Inclusief sectiekoppen index Selecteer deze optie om sectiekoppen te genereren die uit letters bestaan (A, B, C enz.)
die de volgende sectie aangeven.
Inclusief lege indexsecties Selecteer deze optie om sectiekoppen te genereren voor alle letters van het alfabet, zelfs als
er in de index geen items van het eerste niveau staan die met een bepaalde letter beginnen.
Niveau-opmaak Kies voor elk indexniveau een alineastijl die op elk niveau van indexitems moet worden toegepast.
Nadat u de index hebt gegenereerd, kunt u deze stijlen bewerken in het deelvenster Alineastijlen.
Sectiekop Selecteer de alineastijl waarmee de sectiekoppen (A, B, C, enz.) in de gegenereerde index zijn opgemaakt.
Paginanummer Selecteer de tekenstijl waarmee de paginanummers in de gegenereerde index zijn opgemaakt. Deze
instelling heeft geen invloed op indexitems die u met de optie Andere stijl op nummer toepassen hebt opgemaakt.
Opmerking: Zie “Sectienummering definiëren” op pagina 90 voor het toevoegen van voorvoegsels aan de paginanummers
in de index, zoals B-1 of II-1.
Kruisverwijzing Selecteer de tekenstijl waarmee de tekst van de kruisverwijzing (zoals Zie en Zie ook) in de
gegenereerde index is opgemaakt.
Onderwerp waarnaar wordt verwezen Selecteer de tekenstijl waarmee het onderwerp waarnaar wordt verwezen (zoals
beesten in Zie ook beesten) in de gegenereerde index is opgemaakt.

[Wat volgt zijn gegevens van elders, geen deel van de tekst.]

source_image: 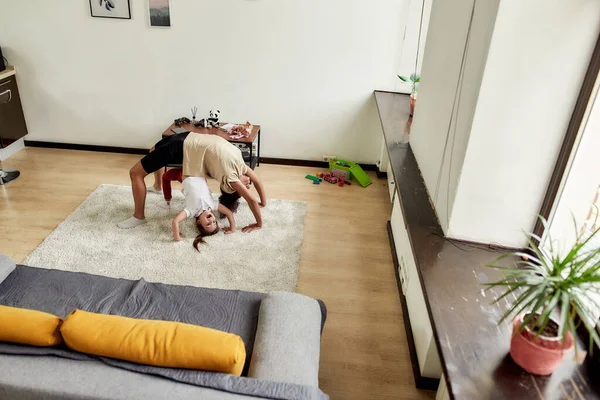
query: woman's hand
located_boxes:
[218,204,236,235]
[259,201,267,208]
[231,182,263,228]
[242,223,262,233]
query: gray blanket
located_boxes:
[0,266,328,400]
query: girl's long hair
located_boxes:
[218,189,241,215]
[193,219,220,251]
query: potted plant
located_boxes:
[398,73,420,116]
[485,217,600,375]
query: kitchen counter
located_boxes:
[374,90,600,400]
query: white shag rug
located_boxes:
[24,184,307,292]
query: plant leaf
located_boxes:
[398,75,409,82]
[484,214,600,346]
[491,281,528,304]
[518,286,552,334]
[572,298,600,351]
[559,293,570,346]
[499,285,543,325]
[535,290,561,338]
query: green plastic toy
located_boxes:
[349,165,372,188]
[305,175,319,181]
[329,158,354,180]
[329,158,372,188]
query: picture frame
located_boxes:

Volgend onderwerp Typ of selecteer een speciaal teken om het item van het paginanummer te scheiden (bijvoorbeeld
Dieren 38). Standaard zijn dit twee spaties. Bepaal de opmaak voor dit teken door de desbetreffende niveau-opmaak
te bewerken of door een andere opmaak te selecteren.
Tussen paginanummers Typ of selecteer een speciaal teken om paginanummers of bereiken van elkaar te scheiden.
Standaard is dit een komma gevolgd door een spatie.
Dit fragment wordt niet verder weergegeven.